Densho Digital Archive
Densho Visual History Collection
Title: Cedrick M. Shimo Interview
Narrator: Cedrick M. Shimo
Interviewers: Tom Ikeda (primary), Martha Nakagawa (secondary)
Location: Torrance, California
Date: September 22, 2009
Densho ID: denshovh-scedrick-01-0010

<Begin Segment 10>

TI: And so what year did you graduate from high school?

CS: '37.

TI: And after you graduated from high school, what did you do?

CS: Went to UCLA.

TI: And was it pretty common for your friends and others to go to college after high school?

CS: I wouldn't say it's common, but many of 'em did. I hated to study. The only reason I went was my mother kept nagging me, "You got to go to college, you got to go to college." [Laughs]

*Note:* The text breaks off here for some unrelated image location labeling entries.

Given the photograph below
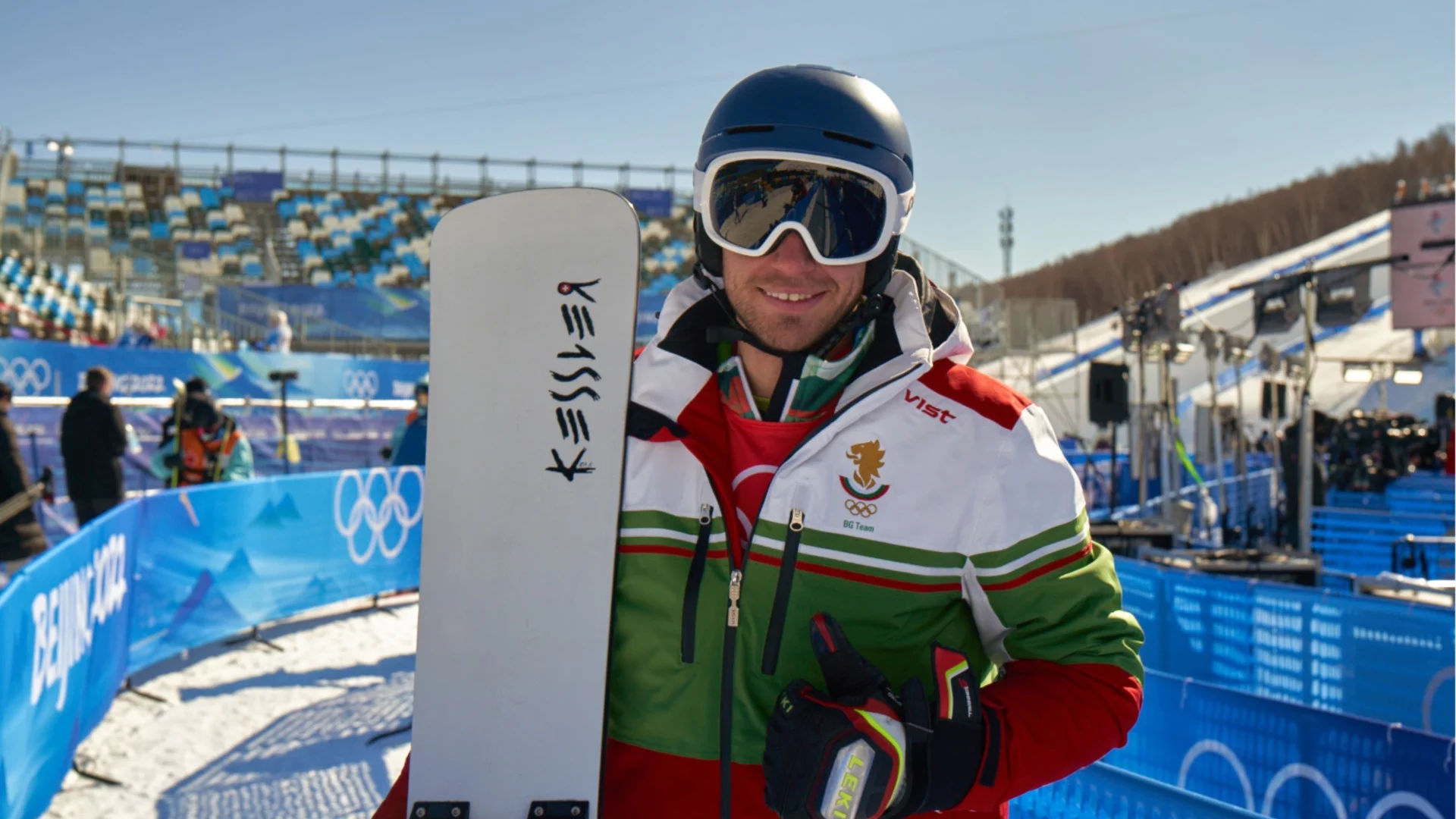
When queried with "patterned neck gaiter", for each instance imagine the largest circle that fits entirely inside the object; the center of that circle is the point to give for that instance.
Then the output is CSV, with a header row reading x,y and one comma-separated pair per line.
x,y
819,384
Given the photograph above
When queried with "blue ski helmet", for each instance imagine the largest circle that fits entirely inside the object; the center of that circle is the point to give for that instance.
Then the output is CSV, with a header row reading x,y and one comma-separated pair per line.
x,y
810,110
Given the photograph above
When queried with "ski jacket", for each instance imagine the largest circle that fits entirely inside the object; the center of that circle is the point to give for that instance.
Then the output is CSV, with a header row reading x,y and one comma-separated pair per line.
x,y
206,458
934,506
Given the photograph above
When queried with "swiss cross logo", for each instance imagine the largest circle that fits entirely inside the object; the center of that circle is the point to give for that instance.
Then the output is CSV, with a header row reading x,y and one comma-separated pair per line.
x,y
928,409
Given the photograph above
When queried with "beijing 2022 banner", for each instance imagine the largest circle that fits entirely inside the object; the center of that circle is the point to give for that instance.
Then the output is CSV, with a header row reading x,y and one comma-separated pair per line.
x,y
52,369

TI: And so why did your mother want you to go to college when, oftentimes, many Niseis would go to college but they would have a hard time getting jobs? I mean, did she talk to you about education?

CS: That's why at UCLA I was the president of the Business Students Club, and we sent out a questionnaire to about seventy-five American firms saying, "Would you hire a qualified Japanese graduate?" And the responses were put in the Rafu Shimpo every week, and I brought a copy here. Bank of America just came out and said, "Except for Little Tokyo, we never have and never will hire a Japanese." And at the museum, on my tours, I just show that this is how it was back then. Especially when the minority students come, there's a picture of three college grads working in a fruit stand. So (when) we get some of the students just from the minority area. I tell 'em, "This picture, you could forget everything in the museum, but don't forget this picture. Because this is what it was when I was your age. Today, it's not your face or your color but what's up here." So I told 'em, "Study hard, and if you feel like dropping out or quitting, I want you to keep thinking of this picture. That, 'Yeah, I can't blame my face for it.'" So that questionnaire, we're still using it. I pass it out to the teachers all the time.

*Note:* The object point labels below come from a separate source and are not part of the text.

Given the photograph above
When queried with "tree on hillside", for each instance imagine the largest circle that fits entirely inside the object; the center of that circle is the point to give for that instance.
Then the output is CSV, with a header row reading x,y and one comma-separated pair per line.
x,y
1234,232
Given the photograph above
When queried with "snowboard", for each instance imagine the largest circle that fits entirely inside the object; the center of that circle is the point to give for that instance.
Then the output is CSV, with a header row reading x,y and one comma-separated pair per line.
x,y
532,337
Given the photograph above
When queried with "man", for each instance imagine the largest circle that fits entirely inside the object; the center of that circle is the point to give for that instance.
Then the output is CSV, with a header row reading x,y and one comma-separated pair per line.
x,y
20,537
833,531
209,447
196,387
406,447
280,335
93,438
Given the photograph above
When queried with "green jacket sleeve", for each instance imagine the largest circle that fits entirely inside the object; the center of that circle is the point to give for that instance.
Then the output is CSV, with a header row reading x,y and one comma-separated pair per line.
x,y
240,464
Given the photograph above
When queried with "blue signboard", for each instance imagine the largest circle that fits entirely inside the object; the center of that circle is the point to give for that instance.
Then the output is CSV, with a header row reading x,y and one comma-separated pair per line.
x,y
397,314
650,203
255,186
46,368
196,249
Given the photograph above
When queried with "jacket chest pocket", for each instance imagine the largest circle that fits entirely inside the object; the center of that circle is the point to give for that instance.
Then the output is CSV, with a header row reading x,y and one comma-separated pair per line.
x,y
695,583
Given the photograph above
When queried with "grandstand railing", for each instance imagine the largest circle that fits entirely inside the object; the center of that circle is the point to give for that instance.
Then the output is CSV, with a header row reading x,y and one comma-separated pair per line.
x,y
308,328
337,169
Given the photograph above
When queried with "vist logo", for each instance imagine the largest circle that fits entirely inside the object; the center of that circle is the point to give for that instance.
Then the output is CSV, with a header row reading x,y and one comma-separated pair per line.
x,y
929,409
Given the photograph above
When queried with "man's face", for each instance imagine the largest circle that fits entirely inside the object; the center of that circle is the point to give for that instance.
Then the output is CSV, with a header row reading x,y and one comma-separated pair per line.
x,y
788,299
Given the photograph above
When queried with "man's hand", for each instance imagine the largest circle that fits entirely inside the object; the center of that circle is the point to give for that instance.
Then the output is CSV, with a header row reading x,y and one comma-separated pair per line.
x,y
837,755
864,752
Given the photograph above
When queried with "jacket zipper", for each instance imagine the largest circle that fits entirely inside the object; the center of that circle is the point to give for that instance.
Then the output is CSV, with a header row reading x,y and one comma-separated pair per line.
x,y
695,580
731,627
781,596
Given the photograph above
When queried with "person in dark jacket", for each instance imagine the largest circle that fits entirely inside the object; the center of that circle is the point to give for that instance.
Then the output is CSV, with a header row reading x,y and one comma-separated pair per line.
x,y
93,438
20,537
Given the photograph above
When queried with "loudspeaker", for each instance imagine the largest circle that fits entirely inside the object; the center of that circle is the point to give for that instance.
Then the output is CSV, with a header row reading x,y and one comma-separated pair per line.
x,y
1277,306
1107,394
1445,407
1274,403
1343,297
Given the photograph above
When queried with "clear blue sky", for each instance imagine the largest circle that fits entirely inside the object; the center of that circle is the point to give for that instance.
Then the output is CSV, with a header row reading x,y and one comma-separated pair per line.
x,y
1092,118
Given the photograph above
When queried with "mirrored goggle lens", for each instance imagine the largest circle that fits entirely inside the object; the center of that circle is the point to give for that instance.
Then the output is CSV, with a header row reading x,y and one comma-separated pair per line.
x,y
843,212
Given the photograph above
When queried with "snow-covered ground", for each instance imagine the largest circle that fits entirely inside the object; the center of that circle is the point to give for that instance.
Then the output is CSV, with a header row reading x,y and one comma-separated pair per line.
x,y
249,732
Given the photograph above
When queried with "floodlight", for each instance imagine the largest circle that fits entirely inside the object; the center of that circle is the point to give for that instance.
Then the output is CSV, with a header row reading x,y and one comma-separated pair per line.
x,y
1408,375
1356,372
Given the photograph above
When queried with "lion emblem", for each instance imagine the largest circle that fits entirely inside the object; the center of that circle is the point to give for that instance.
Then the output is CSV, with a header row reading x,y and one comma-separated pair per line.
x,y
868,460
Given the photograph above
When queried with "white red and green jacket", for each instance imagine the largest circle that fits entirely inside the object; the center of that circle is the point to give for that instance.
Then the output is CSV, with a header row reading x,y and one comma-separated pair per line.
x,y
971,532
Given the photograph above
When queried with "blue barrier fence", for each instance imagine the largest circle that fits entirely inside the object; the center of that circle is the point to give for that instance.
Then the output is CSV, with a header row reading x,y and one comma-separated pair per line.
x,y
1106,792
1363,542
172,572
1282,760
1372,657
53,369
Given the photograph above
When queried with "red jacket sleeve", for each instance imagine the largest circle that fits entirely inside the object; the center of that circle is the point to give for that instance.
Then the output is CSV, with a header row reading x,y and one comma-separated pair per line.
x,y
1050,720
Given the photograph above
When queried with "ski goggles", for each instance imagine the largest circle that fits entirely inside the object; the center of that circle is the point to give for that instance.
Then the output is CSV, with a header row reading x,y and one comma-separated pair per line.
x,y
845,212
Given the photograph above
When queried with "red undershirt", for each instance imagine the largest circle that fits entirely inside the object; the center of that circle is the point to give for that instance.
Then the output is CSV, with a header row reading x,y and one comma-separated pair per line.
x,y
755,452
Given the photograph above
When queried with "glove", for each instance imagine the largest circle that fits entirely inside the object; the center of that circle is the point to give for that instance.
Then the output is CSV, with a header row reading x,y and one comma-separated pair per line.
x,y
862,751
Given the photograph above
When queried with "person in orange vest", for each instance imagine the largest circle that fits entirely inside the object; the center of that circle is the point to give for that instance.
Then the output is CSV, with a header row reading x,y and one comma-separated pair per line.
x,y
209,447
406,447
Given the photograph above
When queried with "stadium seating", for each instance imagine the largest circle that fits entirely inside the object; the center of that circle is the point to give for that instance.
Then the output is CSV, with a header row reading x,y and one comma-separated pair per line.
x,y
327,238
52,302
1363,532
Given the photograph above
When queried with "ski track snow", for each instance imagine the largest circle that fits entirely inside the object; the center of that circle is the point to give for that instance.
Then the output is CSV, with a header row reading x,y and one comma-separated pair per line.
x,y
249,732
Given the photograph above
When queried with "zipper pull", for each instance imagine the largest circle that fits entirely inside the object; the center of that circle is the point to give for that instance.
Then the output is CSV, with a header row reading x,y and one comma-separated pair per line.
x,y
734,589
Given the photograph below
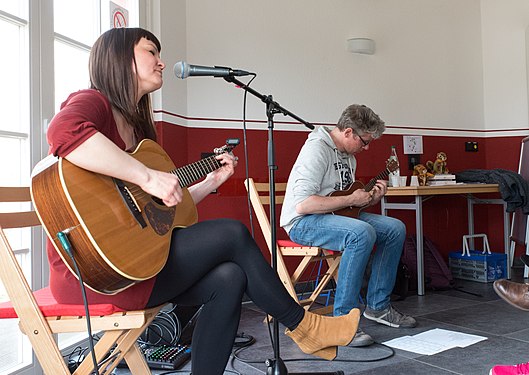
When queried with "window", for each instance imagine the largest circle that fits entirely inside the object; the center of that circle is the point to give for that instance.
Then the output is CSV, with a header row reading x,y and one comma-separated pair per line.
x,y
25,107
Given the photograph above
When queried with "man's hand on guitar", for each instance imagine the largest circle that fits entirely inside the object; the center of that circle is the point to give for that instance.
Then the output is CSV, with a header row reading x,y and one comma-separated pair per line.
x,y
378,191
360,198
164,186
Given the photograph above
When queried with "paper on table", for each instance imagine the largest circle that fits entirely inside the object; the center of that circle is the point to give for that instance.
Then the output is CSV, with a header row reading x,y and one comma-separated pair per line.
x,y
434,341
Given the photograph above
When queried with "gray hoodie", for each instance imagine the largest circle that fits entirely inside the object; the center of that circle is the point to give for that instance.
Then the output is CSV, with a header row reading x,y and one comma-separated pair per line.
x,y
319,169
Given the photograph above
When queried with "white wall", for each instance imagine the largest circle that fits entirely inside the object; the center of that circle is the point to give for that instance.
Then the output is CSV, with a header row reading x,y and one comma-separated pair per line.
x,y
440,64
504,63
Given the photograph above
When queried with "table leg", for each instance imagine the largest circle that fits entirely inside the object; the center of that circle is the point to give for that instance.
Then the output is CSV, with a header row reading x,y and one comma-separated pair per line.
x,y
420,245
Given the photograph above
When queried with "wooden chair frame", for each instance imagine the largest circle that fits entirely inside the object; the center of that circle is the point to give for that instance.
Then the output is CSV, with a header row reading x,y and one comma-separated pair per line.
x,y
308,254
120,329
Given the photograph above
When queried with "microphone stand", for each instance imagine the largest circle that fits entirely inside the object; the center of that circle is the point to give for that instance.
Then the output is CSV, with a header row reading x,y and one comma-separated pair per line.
x,y
275,366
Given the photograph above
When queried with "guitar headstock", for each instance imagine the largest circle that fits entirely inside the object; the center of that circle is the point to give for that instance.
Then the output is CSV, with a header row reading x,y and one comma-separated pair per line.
x,y
392,165
231,143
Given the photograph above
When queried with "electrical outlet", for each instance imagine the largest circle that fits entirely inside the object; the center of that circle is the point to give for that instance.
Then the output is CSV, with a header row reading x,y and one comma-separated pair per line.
x,y
471,146
412,144
413,160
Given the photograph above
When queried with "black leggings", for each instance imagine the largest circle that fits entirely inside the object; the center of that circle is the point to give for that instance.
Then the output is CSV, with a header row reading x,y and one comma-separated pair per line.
x,y
214,263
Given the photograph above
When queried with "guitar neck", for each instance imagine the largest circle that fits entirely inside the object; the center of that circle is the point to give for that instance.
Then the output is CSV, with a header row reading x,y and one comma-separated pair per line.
x,y
193,172
381,176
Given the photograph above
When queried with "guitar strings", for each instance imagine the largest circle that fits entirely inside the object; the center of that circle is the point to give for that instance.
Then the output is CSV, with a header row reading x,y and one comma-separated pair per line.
x,y
190,173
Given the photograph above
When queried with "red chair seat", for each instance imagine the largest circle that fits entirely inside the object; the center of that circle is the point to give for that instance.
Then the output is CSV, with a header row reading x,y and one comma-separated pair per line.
x,y
50,307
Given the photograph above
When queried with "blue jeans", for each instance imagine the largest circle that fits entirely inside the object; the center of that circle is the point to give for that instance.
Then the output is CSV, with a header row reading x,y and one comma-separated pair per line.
x,y
355,238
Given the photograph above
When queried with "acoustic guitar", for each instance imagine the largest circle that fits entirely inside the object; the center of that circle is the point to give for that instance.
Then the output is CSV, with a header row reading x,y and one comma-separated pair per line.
x,y
351,211
119,234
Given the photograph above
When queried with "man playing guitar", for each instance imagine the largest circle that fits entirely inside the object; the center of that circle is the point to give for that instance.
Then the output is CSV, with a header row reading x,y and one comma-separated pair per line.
x,y
322,172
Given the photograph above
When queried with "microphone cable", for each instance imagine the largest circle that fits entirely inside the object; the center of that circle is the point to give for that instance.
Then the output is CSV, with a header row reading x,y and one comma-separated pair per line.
x,y
67,246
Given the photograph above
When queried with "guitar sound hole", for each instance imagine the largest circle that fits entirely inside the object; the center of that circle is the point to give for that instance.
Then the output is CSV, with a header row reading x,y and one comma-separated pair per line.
x,y
157,200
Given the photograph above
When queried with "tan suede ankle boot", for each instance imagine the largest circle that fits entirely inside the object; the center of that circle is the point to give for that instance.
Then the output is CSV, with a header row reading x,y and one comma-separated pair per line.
x,y
320,335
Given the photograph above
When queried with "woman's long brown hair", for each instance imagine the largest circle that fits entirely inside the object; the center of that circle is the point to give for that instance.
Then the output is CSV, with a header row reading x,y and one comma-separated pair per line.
x,y
110,67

TI: And when you started getting the results from that questionnaire, did it surprise you?

CS: Well, that's when I decided the future and getting a decent job until... so that's why I figured the best job I could get has to do with Japan-America relations. So my mother arranged so that I'd go to Keio University right after I got out of UCLA. But then Congress passed a law that men of military age could not leave the country. That's why I went to UC Berkeley for graduate study, hoping things would die down, then I could go study. But Pearl Harbor came instead.

TI: Okay. Going back a little bit to the questionnaire, I have another couple questions in terms of what was the response when this information was published in the Rafu? Were people angry, surprised?

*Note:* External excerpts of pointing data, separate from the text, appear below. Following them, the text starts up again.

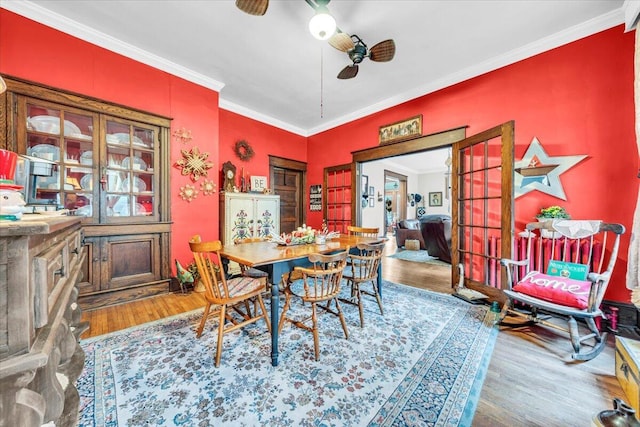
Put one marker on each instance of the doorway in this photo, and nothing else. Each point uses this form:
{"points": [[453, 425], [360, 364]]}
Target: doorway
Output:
{"points": [[488, 154], [395, 199]]}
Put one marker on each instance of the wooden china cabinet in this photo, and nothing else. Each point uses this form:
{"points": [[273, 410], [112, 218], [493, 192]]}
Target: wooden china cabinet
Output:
{"points": [[111, 168]]}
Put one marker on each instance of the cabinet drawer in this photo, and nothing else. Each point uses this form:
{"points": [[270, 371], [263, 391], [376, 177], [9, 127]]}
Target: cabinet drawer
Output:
{"points": [[50, 272], [627, 359]]}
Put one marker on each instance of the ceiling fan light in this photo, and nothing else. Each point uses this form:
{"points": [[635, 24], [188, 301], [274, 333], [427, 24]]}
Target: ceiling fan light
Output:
{"points": [[322, 25]]}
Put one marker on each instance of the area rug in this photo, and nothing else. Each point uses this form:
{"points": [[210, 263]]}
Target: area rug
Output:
{"points": [[418, 256], [422, 363]]}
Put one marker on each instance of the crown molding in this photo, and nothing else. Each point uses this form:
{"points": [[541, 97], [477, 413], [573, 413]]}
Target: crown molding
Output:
{"points": [[83, 32], [59, 22], [631, 10], [252, 114], [571, 34]]}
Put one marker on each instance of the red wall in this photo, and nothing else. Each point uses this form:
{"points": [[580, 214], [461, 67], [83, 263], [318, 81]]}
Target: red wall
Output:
{"points": [[576, 99], [264, 139], [65, 62]]}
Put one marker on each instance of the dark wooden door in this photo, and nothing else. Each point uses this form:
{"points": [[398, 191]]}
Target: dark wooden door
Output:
{"points": [[288, 181], [287, 186], [482, 192]]}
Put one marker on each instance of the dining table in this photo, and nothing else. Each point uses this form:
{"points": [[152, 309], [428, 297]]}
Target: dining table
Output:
{"points": [[277, 260]]}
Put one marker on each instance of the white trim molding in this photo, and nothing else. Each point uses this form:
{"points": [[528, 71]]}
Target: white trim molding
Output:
{"points": [[44, 16], [631, 10]]}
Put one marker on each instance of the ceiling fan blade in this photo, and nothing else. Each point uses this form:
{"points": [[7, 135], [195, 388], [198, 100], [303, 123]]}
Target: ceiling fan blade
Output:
{"points": [[348, 72], [341, 41], [383, 51], [253, 7]]}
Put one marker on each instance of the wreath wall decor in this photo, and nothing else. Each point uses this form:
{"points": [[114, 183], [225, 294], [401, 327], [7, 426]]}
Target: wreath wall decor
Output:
{"points": [[188, 193], [194, 163], [243, 150]]}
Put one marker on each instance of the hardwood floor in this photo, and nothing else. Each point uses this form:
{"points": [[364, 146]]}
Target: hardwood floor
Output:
{"points": [[531, 380]]}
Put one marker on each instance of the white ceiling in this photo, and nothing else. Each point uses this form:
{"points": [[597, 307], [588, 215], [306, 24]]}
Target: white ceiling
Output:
{"points": [[270, 68]]}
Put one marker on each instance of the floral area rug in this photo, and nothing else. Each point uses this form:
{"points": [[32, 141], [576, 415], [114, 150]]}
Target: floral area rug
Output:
{"points": [[422, 363], [418, 256]]}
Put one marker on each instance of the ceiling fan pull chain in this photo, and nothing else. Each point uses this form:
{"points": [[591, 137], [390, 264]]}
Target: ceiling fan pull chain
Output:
{"points": [[321, 84]]}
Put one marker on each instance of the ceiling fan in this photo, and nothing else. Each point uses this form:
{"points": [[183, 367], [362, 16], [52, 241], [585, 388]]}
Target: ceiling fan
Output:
{"points": [[351, 44]]}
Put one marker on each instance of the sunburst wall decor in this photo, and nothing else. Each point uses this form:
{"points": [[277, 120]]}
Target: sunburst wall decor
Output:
{"points": [[194, 163], [188, 193], [208, 187]]}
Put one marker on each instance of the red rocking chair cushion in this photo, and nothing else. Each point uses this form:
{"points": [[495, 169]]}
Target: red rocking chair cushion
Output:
{"points": [[555, 289]]}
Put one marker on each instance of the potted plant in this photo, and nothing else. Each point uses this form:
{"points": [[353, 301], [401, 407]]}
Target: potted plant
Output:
{"points": [[551, 213]]}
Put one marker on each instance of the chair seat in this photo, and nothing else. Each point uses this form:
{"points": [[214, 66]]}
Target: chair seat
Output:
{"points": [[297, 288], [243, 285], [549, 306], [254, 272]]}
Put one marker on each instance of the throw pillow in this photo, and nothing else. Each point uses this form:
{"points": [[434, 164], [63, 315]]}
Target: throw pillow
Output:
{"points": [[556, 289]]}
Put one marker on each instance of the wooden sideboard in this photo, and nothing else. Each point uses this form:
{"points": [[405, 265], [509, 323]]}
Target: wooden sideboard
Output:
{"points": [[40, 357]]}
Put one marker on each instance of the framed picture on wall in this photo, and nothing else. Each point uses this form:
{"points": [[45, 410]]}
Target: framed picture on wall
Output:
{"points": [[400, 131], [435, 198], [258, 184]]}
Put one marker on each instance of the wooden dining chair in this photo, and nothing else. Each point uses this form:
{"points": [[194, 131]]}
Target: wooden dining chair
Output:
{"points": [[250, 271], [315, 285], [233, 298], [362, 268], [352, 230]]}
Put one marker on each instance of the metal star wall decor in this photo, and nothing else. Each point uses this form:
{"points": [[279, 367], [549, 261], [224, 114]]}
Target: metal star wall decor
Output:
{"points": [[194, 163], [539, 171], [188, 193]]}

CS: I don't know what the response was. I remember then, because of those, I was called out to make talks to different groups about our survey, I remember that.

TI: And was this your idea, to do the survey?

CS: Yeah.

TI: And what were you hoping to do with the survey?

CS: I wanted to see what our future was. What companies, most of the positive results came from companies that were already hiring. Like companies that owned the fruit stands, like that. But a few, there was a clothing store, I remember, that hired Japanese. And there were very few, but most of them just negative.

TI: And so it was interesting, because based on that survey, you decided your future would be U.S.-Japan relations?

CS: I didn't know whether it was going to be in business or government or what, I didn't know what. But all I know is I had to learn the language, I had to learn the Japanese culture, and the only way was to go to Japan.